Après l’indépendance, le parti unique a même engagé des artistes pour utiliser surtout les dessins et les bandes dessinées comme la revue de M’Quidèche. Cela ne veut pas dire, par contre, que les artistes travaillaient sous la main du régime, ils arrivaient même à critiquer très subtilement l’Etat qui était, effectivement, leur employeur. En même temps, à travers l’oralité les Algériens ont utilisé l’humour comme une moyen pour mesurer, tester et faire réfléchir sur la réalité souvent absurde de la « boulitique » dans leur pays (et je dois remercier mon collègue Idriss Jebari pour m’avoir éclairci le fait que l’humour encapsulant l’absurdité fait une bonne réplique aux circonstances complètement absurdes).
On assiste aussi à une continuation entre l’humour politique avant et après la Guerre d’Indépendance, à l’image de l’autodérision qui existait pendant l’époque coloniale pour cibler d’une manière très subtile les colons et le système politique de répression atroce.
Pour moi, cette satire algérienne signifie que, depuis longtemps, des communautés importantes d’Algériens possèdent une analyse très aiguë et astucieuse de la scène politique et, si l’Etat est puissant, le peuple est puissant aussi car muni d’une arme forte : leur conscience politique qui est capable de rendre lisible même des actions politiques opaques.
Au cours des dernières années, les Algériens ont pu obtenir des concessions à travers les micro-manifestations (et le chercheur Bill Lawrence sait plus sur ce fait).
Qu’en est-il de l’humour durant la décennie noire ?
L’humour est devenu au fur et à mesure une partie très importante du patrimoine culturel national (algérien) et une façon importante à mes yeux de définir même l’algérianité, surtout juste après l’Indépendance. Il y avait tout un genre de blagues qui imaginaient les Algériens ou les hommes politiques tels que les présidents dans des scénarios où ils côtoyaient des ressortissants et dirigeants d’autres pays.
En effet, ces blagues soulignent et définissent le caractère soi-disant « algérien » et par extension l’état des choses particulier dans ce « bled mickey. » La décennie noire a donné lieu à un humour beaucoup plus militant de la part des dessinateurs, un humour beaucoup plus sérieux et macabre de la part des blagueurs, et qui allait parfaitement avec l’atmosphère qui régnait dans le pays.
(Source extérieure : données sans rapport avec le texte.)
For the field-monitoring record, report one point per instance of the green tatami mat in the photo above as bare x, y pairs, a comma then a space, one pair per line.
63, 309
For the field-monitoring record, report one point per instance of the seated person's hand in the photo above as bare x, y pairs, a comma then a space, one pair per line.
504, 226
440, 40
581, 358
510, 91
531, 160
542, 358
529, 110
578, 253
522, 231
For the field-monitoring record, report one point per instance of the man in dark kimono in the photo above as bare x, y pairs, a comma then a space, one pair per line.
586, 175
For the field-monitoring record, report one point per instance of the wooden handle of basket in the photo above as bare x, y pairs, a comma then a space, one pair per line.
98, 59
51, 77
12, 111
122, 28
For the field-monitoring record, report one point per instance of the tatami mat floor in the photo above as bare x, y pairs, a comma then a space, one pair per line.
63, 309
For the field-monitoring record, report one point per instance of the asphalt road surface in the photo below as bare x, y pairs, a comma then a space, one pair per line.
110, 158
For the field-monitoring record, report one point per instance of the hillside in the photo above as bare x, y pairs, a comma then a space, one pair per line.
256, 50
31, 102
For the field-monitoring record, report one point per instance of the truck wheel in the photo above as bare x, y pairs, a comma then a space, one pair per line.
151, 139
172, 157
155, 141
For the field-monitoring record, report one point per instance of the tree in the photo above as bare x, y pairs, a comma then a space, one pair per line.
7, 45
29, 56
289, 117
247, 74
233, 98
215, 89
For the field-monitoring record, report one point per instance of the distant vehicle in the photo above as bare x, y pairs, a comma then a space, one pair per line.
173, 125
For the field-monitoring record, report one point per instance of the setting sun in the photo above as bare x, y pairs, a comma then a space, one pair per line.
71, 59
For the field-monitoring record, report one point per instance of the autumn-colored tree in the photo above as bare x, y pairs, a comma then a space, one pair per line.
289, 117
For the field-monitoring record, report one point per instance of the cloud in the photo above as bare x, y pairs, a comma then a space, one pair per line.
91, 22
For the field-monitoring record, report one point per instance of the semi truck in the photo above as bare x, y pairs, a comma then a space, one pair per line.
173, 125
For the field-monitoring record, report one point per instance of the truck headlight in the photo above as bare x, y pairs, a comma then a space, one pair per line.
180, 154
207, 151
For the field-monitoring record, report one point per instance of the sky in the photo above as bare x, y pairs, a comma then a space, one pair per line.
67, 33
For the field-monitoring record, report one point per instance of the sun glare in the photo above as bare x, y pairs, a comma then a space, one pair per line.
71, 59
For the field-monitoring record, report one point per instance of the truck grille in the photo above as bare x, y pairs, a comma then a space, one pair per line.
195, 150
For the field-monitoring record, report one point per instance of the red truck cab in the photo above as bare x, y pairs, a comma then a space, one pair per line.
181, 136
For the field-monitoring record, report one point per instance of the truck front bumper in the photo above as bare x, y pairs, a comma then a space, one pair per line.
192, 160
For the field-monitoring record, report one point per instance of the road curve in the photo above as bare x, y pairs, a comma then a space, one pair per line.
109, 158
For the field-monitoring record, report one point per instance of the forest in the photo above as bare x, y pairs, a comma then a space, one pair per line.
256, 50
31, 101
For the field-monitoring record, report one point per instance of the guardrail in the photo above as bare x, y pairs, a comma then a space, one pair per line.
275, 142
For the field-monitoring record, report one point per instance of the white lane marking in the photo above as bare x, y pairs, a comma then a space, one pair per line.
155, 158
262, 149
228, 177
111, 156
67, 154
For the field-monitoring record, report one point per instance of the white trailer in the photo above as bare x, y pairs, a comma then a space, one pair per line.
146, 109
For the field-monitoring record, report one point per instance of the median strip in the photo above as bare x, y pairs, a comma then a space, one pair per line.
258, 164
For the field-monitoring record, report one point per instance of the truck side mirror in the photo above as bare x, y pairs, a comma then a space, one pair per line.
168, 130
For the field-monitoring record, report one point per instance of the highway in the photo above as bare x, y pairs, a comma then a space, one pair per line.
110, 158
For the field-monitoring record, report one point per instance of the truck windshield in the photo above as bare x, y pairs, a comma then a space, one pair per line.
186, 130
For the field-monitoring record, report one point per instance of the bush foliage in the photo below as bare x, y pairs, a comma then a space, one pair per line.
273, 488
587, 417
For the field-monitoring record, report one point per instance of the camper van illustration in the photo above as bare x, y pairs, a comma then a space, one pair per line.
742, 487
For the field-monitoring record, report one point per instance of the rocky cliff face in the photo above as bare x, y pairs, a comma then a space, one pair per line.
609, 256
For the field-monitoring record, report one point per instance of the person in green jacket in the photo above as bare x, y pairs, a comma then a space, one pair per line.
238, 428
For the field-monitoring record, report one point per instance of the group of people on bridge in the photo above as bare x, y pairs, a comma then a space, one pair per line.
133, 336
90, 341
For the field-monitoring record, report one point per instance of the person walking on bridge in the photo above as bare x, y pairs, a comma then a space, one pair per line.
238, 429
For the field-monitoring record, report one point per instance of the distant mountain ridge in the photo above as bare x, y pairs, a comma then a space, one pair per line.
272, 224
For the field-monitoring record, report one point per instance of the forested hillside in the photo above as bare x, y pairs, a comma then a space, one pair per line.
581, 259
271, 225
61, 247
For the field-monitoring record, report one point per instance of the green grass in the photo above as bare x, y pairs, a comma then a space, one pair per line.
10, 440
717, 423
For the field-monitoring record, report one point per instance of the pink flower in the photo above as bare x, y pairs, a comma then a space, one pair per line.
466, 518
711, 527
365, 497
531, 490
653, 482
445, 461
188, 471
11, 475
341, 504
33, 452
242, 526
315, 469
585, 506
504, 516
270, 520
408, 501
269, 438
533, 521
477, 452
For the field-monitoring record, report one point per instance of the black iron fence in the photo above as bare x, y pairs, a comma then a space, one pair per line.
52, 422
Selon mes narrateurs (j’ai mené des entretiens d’histoire orale), par contre, ceux qui habitaient les quartiers et régions extrêmement touchées par le conflit n’ont pas créé, ni ne se sont engagées dans cette comédie comme des blagues sur les faux barrages. Et je veux juste terminer par dire qu’il y a un humour féminin algérien et on a bel et bien vu celui-ci le 8 mars dernier.